Here is an example of a custom formula function which computes how often variable "a" occurs in a formula which result is cached. First we have to introduce a new cache object for our function:

```
class MyImportantFunctionCacheEntry implements CacheEntry {
@Override
public String description() {
return "My very important function computing the number of a's";
}
}
```

Next we implement our function:

```
class MyImportantFunction implements FormulaFunction<Integer> {
private static final CacheEntry CACHE_ENTRY = new
MyImportantFunctionCacheEntry();
@Override
public Integer apply(Formula formula, boolean cache) {
Object cached = formula.functionCacheEntry(CACHE_ENTRY);
if (cached != null) {
return (Integer) cached;
}
Integer countA = formula
.apply(new VariableProfileFunction())
.getOrDefault(formula.factory().variable("a"), 0);
if (cache) {
formula.setFunctionCacheEntry(CACHE_ENTRY, countA);
}
return countA;
}
}
```

So first, we construct a new singleton for the cache entry for our new formula function. In the `apply`

method, we first check, if we already have a cached entry for our function - if so, we return otherwise, we compute the number of occurrences of the variable "a" in the formula (by means of the variable profile function, which will be discussed later) and cache the result, if the user wants to cache. Then the result is returned.

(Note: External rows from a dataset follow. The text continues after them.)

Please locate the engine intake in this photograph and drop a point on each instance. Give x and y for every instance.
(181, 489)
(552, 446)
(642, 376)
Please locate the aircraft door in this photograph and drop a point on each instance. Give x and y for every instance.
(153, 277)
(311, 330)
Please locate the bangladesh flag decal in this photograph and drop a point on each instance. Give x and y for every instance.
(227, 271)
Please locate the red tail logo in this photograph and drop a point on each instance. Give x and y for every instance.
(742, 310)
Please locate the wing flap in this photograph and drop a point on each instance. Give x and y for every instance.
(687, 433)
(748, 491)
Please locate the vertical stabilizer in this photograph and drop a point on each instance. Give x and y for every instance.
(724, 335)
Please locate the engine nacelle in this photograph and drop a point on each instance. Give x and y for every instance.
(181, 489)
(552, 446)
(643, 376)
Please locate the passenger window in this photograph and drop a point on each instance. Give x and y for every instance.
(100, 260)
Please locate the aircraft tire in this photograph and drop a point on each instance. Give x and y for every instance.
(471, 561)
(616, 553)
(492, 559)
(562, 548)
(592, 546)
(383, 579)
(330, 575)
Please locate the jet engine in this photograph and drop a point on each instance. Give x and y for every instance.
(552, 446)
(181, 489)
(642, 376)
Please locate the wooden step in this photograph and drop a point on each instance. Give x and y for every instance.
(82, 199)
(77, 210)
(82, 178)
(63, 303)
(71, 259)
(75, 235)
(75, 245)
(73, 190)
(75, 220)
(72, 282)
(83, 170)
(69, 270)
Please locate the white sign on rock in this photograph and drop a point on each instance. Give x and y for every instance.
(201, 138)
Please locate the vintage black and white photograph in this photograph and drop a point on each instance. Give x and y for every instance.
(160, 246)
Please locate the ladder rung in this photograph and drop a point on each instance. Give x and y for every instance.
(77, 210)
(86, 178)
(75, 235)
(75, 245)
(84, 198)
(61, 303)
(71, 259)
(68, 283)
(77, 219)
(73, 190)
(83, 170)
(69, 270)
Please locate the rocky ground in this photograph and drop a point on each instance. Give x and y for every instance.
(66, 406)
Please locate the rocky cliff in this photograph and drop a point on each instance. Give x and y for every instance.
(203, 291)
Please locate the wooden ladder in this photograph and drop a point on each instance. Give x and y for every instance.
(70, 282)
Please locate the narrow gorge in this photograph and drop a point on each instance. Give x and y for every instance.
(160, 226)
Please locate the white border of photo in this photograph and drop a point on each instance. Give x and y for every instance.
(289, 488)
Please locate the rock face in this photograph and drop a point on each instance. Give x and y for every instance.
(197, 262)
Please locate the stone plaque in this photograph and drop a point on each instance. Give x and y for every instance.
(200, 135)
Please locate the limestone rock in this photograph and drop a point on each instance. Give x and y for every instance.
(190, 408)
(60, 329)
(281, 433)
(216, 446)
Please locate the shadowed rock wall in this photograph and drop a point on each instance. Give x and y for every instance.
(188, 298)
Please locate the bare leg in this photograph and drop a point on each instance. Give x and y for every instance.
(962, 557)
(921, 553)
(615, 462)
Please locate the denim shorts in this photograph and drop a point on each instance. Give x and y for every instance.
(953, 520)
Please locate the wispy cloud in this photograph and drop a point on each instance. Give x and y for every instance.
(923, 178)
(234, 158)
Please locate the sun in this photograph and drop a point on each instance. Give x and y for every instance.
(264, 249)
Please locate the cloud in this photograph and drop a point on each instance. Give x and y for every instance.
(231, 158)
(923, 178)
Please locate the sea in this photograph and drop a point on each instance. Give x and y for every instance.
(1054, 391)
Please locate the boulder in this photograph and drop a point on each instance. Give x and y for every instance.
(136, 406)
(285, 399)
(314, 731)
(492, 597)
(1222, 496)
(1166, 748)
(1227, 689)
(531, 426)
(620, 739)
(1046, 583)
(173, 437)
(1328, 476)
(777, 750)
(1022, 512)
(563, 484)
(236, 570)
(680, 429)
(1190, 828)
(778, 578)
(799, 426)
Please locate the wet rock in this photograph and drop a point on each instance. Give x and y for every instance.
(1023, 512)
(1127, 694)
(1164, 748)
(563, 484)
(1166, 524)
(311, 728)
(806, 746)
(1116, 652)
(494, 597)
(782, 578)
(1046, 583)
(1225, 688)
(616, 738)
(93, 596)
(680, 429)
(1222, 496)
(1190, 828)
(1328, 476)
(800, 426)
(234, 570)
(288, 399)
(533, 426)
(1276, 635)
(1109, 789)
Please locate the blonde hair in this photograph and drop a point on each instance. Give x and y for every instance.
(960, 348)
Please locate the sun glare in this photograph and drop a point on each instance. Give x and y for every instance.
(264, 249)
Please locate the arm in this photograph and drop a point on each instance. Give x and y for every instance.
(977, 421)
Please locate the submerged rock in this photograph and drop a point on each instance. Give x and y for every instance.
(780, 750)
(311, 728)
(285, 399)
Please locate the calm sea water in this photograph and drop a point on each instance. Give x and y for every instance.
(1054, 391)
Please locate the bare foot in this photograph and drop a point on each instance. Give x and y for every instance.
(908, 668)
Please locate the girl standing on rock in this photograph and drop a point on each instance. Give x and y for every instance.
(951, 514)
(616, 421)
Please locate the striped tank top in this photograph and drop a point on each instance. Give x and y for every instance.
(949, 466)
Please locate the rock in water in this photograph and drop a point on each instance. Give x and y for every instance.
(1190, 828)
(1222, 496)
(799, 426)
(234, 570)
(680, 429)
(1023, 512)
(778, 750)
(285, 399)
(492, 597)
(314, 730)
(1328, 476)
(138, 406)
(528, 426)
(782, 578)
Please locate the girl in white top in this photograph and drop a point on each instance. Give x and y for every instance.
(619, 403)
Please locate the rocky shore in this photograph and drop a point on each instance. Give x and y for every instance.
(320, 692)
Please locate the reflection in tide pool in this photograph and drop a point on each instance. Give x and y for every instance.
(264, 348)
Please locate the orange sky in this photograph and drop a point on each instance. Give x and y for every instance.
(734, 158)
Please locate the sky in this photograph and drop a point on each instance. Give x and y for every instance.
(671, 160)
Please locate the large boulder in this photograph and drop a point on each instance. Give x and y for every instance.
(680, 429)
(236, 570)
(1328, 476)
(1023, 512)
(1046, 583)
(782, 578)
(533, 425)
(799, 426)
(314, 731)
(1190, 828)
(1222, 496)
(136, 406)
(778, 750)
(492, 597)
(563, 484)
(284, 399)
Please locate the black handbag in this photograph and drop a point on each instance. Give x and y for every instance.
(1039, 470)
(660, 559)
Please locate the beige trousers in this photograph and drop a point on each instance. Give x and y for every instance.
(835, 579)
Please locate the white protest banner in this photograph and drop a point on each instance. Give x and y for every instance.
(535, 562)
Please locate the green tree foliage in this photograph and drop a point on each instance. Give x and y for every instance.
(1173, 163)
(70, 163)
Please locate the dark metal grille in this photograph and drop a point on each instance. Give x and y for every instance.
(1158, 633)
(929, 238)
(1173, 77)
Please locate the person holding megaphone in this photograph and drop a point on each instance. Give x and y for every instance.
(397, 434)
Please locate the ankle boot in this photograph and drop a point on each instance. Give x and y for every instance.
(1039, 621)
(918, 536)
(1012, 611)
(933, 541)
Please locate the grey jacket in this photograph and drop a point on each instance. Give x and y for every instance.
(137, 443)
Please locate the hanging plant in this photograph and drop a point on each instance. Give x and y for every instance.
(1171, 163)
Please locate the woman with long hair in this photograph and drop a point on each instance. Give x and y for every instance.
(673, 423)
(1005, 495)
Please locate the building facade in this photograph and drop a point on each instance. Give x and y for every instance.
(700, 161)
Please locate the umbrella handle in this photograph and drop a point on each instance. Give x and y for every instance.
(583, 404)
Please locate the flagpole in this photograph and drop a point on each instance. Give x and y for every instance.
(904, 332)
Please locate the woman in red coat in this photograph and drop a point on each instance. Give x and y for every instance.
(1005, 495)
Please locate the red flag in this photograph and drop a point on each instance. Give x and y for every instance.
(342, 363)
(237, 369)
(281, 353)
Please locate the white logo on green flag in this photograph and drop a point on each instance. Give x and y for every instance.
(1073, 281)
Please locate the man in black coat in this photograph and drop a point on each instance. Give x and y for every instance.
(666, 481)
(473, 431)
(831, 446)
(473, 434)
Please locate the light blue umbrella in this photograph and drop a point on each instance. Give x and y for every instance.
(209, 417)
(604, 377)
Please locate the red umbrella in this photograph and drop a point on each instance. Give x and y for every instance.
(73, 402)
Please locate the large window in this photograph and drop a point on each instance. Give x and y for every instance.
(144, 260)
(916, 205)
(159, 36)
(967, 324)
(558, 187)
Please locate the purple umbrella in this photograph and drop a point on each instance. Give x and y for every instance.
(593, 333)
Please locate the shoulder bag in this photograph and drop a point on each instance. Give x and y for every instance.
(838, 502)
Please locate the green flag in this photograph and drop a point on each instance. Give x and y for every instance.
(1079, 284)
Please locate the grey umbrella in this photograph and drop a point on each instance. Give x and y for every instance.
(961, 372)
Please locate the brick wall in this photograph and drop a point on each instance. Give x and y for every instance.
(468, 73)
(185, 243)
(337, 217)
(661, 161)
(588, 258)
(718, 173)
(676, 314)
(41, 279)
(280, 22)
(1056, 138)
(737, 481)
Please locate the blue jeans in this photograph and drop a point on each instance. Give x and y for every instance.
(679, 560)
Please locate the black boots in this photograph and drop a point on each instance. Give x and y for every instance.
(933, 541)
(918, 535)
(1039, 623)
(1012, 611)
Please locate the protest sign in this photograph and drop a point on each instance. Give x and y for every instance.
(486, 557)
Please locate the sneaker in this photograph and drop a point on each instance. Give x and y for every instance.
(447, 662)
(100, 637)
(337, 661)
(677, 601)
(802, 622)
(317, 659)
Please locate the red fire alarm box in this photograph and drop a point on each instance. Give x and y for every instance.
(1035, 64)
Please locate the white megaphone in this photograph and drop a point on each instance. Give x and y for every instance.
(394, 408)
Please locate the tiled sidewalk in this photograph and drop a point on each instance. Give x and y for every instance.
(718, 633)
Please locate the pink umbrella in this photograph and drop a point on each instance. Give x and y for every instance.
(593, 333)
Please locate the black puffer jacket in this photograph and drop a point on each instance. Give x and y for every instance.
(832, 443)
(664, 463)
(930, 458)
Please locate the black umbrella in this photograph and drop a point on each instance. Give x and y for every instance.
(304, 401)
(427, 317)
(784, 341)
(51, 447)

The function can then be used with or without caching:

```
Formula formula = f.parse("a & (b | c) => ~a & d | a <=> f");
Integer applyWithCache = formula.apply(new MyImportantFunction());
Integer applyWithoutCache = formula.apply(new MyImportantFunction(), false);
```

By default, the `apply`

function sets the `cache`

parameter to `true`

, so if you do not want to cache the result, you have to manually set the parameter to `false`

. In both cases, the result will be 3.

## Some Remarks on Caching

Whether the result of an operation should be cached or not is always a trade-off between computation time and heap space. Usually, it is beneficial to cache results, if their computation time is significant and there is a large likelihood that they are computed more than once during a use case. This can also be the case, when a single computation on a large formula would benefit from cached results on sub-formulas of this large formula.

While many LogicNG functions/predicates/transformations will by their nature cache the results not only for the computed formula, but also for all sub-formulas, this is not an absolute requirement and must not hold for all operations. It is possible, that an operation caches the result only for the formula it was computed on, but not for sub-formulas of this formula.

Cached Operations Should be Stateless and Path-Independent

Note that functions, predicates, and transformations should be stateless, especially if you want to cache the result. For example, if you would add a field `String variableName`

to `MyImportantFunction`

which is initialized by a constructor parameter and which defines the variable name to be counted, caching would lead to incorrect results if you use different instances of `MyImportantFunction`

with different variable names. Also if an operation is path-dependent, meaning the result of operations depends on the path the operations take through the formula, the results must not be cached for sub formulas.